The Supreme Court struggled Tuesday over which side’s argument would have the biggest consequences in a legal battle over a $15,000 tax bill that could potentially upend part of the 2017 tax reform law passed by Congress and signed by then-President Trump.
Charles and Kathleen Moore’s case centers on unrealized profits from investments in a foreign company.
In 2006, they invested in a friend’s business, KisanKraft Machine Tools Private Ltd., which serves rural farmers in India. The Moores put up $40,000 for a 13% share in the company. They said they never realized any profits because the money was always reinvested to help the company grow.
But in 2018, they were told they owed money to the federal government as part of the mandatory repatriation tax, part of the Tax Cuts and Jobs Act of 2017. They were taxed on a proportion of their ownership dating to 2006, producing a tax bill of $14,729.
They said the bill runs afoul of the 16th Amendment, which allows Congress to tax personal income, because they never received the profits from their investment and thus it’s not “income.”
Andrew M. Grossman, the lawyer representing the Moores, said that unless investment gains are cashed in (“realized” in finance-speak) they should not count as income.
“Without realization, there is no limiting principle,” he said. “The court should reaffirm there is no income without realization.”
A ruling for the Moores could undo the mandatory repatriation tax.

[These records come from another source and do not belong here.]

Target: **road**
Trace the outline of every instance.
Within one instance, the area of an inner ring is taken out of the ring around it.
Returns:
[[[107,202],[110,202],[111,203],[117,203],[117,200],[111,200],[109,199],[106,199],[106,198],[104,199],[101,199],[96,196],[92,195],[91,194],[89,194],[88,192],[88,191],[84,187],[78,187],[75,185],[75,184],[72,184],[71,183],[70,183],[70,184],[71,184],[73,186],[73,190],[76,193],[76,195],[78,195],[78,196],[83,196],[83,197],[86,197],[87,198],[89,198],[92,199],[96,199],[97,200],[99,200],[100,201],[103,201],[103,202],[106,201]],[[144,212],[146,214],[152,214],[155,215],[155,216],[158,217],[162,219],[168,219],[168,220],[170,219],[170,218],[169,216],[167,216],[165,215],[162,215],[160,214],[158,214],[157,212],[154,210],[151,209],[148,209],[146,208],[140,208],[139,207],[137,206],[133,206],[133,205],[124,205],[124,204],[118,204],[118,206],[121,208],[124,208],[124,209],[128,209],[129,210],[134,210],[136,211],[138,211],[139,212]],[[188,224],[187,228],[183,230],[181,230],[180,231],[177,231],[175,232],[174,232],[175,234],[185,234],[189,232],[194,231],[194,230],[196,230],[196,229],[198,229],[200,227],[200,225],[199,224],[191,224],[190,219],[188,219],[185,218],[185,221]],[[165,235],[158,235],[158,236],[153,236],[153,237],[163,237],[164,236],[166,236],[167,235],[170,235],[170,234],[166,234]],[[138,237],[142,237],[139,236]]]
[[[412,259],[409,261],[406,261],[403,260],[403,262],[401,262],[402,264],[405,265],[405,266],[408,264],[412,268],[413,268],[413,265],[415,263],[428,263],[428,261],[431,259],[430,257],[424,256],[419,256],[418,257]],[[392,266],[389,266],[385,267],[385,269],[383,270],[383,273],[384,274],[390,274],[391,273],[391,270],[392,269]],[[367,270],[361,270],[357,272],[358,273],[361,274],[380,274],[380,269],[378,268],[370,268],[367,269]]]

Some tax experts say that could potentially affect how other corporations like partnerships and limited liability companies are taxed.
That was also a concern from some of the justices during Tuesday’s oral arguments.
“It’s Subpart F, it’s S Corporations, it’s partnerships, and it’s taxing on an accrual basis. So give me why it is that you think we can decide for you, without putting any of those kinds of very established taxation schemes at risk,” Justice Elena Kagan asked the Moores’ attorney.
But a ruling for the government, some justices worried, would let the federal government issue a tax on one taxpayer for another taxpayer’s gain — or to create new tax schemes.
“If the only bar to Congress from enacting a tax on millions of Americans’ retirement accounts and mutual funds is administrability, they’re pretty clever over there, aren’t they?” said Justice Neil M. Gorsuch.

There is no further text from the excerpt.